CORR 281-283

GRANDSON AND GRANDFATHER

QUESTION:

The Talmud mentions the duties of a father to a son (first chapter of Kiddushin) and the duties of a son towards a father. The clearest enumeration of these duties are in the Tosefta to the first chapter of Kiddushin. The question asked is the following: Do these duties, or similar duties, apply also from the son to the grandfather and from the grandfather to the son? (Asked by D. B., Pittsburgh, Pennsylvania.)

ANSWER:

IT IS NOT definitely fixed in the law that the respective duties of father to son and son to father apply also between grandson and grandfather. This indeterminacy is noticeable in the careful phrasing of Isserles in his notes to the Shulchan Aruch, Yore Deah 240:24. He says: “Some say that the duties do not apply from grandson to grandfather but I do not agree with this opinion, except insofar as it is a man’s duty to honor his father more than his grandfather.”

The “some say” refers to a great scholar who lived in Italy a century before Isserles, namely, Joseph Colon (the Maharik) in his responsa, Root 30:2. The Maharik says that there is no such duty as honor due from the grandson to the grandfather; in fact, since a grandson may testify in court in a case involving his grandfather (which he may not do in a case involving his father), that proves that they are substantially not really kin, at least insofar as the duty to do honor is involved. As for the fact (he continues) that the grandson may say Kaddish for his grandfather, that proves very little since a man may say Kaddish for anyone who is dead. But Isserles in his own responsa (# 118) says that the grandson says Kaddish for his grandfather but, of course, the honor due to his father comes first; and in the responsum Isserles uses the same argument that you used to me when we spoke on this matter, that since the son takes his father’s place, he also therefore must honor his father’s father.

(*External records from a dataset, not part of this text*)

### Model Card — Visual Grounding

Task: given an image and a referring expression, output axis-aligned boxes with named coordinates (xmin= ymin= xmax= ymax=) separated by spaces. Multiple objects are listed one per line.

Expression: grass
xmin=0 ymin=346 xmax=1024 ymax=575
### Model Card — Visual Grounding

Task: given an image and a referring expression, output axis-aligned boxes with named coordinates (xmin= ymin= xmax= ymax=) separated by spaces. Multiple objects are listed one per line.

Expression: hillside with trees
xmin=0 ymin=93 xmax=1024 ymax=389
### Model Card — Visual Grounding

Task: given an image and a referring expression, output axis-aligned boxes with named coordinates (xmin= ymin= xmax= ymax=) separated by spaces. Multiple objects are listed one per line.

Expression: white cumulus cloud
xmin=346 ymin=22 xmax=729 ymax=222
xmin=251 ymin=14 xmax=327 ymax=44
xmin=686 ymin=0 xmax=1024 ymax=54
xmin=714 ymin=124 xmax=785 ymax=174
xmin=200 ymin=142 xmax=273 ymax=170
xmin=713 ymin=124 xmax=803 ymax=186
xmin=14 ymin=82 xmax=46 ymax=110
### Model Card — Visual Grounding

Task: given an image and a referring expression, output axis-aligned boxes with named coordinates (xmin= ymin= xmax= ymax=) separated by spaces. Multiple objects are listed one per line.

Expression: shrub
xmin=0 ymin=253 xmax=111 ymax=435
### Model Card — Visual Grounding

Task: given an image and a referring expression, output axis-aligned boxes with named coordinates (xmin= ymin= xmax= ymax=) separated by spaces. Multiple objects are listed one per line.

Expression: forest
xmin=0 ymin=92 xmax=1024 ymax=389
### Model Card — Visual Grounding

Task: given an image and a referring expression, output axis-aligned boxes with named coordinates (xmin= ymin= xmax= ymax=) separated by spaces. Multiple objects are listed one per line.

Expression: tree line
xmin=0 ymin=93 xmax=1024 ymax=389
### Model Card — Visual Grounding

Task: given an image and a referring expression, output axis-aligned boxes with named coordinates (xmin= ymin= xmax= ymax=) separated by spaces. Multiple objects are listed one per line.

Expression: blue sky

All of this indicates that just as a son has duties towards his father, so we may say a grandson has duties to his grandfather. But the real question is: Is this dutifulness reciprocal? In other words, does the grandfather have duties to the grandson as the father has to his son? The general tendency of the law is to answer this question in the affirmative. Joel Sirkes (the Bach) to the Tur (same reference) takes the point of view of Isserles, that the duties are reciprocal. His argument is as follows: In Jacob’s dream, God Himself says, “I am the God of your father Abraham” (but Abraham was Jacob’s grandfather), and Jacob himself, in his last days in Egypt, speaks of God “of my fathers Abraham and Isaac” (Genesis 28:13 and 48:15). So God Himself and Jacob, too, refer to a grandfather (Abraham) as “father.” Then Sirkes says that since the Talmud says that a grandfather must teach his grandson Torah (if the father dies or neglects his duty) it is inconceivable that the duty should not be reciprocal, and that the son is in duty bound to honor the grandfather. What the Bach refers to is the discussion in Kiddushin 30a on the verse in Deuteronomy 4:9: “Thou shalt teach them to thy sons and thy grandsons.” There the Talmud discusses the grandfather teaching the grandson (in the case of a certain scholar named Zebulon, son of Dan). A further reference with the same tendency is in Shevus Yaacov (Jacob Reischer of Metz, 18th century) II, #94.

We may sum up as follows: that as to the relationship between grandson and grandfather, the law is not as sharply defined as in the case of the mutual duties between father and son. But the tendency of the law is that these mutual duties do indeed carry over the two-generation gap.